Council for the Indian School Certificate Examinations
- Abbreviation: CISCE
- Formation: 1958; 68 years ago
- Type: Non-Governmental Board of School Education
- Legal status: Active
- Headquarters: New Delhi, India
- Official language: English
- Key people: G. Immanuel (Chairman) Joseph Emmanuel (Chief Executive & Secretary) Ricardo Henry Soler (ICSE- Deputy Secretary) Sangeeta Bhatia (ISC- Deputy Secretary)
- Affiliations: 3,300+ schools (2025)
- Website: cisce.org

= Council for the Indian School Certificate Examinations =

School education board in India

The Council for the Indian School Certificate Examinations (CISCE) is a non-governmental privately held national-level board of school education in India that conducts the Indian Certificate of Secondary Education (ICSE) Examination for Class X and the Indian School Certificate (ISC) for Class XII. G. Immanuel is the current Chairman of CISCE with Joseph Emmanuel being the Chief Executive and Secretary.

== History ==
It was established in 1958. Over 2750 schools in India and abroad are affiliated to the CISCE. It is also recognized as a 'Non-Governmental National Board of Secondary Education'. CISCE conducts ICSE exam for Class 10 and ISC exam for Class 12.

== Derozio Award ==
The Derozio Award is an annual prize awarded to the top Indian educationists by the Council for the Indian School Certificate Examinations.
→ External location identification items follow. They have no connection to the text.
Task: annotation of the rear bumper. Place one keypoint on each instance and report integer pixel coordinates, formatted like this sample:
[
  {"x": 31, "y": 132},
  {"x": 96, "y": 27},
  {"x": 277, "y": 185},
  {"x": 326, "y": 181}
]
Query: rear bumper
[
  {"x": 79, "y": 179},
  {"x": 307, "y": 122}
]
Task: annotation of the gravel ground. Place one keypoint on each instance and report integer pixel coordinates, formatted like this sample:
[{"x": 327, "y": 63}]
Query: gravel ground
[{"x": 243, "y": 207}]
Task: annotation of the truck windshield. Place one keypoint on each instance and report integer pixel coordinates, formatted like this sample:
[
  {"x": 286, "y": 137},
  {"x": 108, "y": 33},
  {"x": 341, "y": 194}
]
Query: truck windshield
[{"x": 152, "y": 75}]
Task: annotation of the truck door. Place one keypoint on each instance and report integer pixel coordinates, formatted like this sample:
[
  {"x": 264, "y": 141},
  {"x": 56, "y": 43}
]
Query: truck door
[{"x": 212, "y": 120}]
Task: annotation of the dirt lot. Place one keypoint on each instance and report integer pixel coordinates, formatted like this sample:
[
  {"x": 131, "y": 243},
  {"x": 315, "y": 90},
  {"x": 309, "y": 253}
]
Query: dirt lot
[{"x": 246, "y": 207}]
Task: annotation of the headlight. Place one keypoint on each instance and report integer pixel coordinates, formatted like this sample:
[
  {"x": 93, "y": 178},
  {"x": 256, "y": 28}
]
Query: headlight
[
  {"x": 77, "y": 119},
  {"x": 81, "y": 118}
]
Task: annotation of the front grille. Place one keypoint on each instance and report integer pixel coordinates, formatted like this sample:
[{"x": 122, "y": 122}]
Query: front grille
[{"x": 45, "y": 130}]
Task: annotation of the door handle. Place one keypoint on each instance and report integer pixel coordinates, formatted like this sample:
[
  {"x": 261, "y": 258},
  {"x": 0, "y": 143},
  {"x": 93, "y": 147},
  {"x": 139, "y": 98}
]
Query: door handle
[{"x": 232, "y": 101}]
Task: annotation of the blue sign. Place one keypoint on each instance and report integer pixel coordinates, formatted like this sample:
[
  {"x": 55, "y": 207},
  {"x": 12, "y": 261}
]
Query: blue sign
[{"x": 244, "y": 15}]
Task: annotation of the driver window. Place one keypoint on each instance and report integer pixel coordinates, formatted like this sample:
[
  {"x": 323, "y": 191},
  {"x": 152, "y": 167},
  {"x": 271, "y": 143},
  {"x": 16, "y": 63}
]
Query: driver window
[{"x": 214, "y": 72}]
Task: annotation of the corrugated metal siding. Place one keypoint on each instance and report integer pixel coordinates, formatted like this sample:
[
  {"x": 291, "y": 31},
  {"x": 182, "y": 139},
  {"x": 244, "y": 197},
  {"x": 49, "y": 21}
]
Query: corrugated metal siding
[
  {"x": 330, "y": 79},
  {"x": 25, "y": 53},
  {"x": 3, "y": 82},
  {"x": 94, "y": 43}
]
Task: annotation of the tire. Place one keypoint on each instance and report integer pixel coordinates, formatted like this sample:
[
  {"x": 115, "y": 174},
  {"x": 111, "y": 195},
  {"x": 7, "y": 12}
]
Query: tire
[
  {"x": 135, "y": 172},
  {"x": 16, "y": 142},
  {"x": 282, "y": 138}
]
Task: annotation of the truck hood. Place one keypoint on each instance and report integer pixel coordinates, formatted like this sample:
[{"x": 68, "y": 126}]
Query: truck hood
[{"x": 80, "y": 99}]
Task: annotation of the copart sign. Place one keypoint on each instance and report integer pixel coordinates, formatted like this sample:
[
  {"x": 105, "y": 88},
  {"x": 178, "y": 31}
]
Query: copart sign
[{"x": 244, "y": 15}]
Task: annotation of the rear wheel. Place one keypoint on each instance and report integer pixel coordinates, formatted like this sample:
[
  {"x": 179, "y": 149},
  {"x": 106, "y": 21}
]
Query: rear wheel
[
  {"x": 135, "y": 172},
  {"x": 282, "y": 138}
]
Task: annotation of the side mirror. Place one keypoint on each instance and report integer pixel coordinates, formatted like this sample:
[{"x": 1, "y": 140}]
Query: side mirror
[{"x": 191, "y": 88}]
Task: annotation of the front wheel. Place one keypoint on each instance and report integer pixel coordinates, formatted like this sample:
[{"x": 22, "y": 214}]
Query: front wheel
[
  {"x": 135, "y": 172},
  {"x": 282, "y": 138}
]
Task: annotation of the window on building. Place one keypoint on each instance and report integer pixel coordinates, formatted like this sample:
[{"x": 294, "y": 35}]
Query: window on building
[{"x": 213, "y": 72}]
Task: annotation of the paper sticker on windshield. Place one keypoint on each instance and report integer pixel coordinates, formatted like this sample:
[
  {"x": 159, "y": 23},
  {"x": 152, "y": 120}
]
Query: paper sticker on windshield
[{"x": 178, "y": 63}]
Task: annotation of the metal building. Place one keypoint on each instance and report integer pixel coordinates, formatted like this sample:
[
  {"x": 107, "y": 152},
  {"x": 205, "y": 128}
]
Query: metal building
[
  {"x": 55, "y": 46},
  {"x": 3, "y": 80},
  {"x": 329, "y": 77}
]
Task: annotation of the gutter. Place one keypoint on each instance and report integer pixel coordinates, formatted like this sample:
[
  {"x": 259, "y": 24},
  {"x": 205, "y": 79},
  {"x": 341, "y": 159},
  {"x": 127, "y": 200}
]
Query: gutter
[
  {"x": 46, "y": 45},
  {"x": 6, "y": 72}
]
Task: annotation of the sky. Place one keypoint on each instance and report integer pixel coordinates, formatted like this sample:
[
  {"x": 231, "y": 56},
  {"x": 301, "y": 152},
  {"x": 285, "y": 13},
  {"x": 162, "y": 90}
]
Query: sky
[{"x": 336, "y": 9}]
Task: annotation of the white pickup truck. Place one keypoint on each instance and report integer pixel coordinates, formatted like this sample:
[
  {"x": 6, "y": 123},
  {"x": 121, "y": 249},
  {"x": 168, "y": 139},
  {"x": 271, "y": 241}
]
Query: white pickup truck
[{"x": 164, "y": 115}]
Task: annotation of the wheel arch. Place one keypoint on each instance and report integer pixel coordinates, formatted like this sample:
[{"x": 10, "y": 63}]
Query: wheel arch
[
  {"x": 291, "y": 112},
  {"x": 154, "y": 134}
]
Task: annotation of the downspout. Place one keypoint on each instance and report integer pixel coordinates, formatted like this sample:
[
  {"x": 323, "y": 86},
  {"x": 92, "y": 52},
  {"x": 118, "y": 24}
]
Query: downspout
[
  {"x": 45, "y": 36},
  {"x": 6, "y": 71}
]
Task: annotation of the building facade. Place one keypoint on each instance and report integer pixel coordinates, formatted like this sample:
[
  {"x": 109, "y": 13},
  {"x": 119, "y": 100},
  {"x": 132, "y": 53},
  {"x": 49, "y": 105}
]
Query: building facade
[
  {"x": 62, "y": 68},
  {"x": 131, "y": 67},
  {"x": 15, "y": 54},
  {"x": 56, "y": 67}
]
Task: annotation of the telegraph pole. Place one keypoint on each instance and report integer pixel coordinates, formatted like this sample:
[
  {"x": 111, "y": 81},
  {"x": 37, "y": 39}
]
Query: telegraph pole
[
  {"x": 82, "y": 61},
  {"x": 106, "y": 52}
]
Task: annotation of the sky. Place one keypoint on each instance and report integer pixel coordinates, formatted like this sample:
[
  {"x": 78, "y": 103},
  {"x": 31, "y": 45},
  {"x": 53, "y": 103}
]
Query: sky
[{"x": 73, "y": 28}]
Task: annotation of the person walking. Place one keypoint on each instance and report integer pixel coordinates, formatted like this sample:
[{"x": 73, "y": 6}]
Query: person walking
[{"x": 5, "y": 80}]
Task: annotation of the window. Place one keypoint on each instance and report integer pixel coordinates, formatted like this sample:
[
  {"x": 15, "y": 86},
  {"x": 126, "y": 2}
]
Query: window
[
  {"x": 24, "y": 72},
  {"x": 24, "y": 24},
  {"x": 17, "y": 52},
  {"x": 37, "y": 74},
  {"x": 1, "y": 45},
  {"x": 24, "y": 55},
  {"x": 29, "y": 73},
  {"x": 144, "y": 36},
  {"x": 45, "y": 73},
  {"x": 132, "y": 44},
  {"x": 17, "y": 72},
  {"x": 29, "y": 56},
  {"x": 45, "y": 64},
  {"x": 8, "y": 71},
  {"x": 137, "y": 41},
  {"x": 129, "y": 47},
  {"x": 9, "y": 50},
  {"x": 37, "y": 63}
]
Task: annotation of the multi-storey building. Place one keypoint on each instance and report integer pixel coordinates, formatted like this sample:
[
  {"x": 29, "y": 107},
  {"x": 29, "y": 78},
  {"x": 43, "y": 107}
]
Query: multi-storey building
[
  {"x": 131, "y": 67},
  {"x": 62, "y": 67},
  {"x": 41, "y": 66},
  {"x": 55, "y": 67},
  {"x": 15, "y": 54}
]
It was instituted in 1999 in memory of Henry Louis Vivian Derozio, a poet and educator from West Bengal. It is the highest award conferred by the council for contributions in the field of education.

== Curriculum ==
The ICSE and ISC syllabi intend to incorporate comprehensive and application-based learning concepts. This board includes an extensive curriculum, particularly in English, which covers a range of literary works, including Shakespearean plays such as Julius Caesar and Macbeth and the George Bernard Shaw play Pygmalion.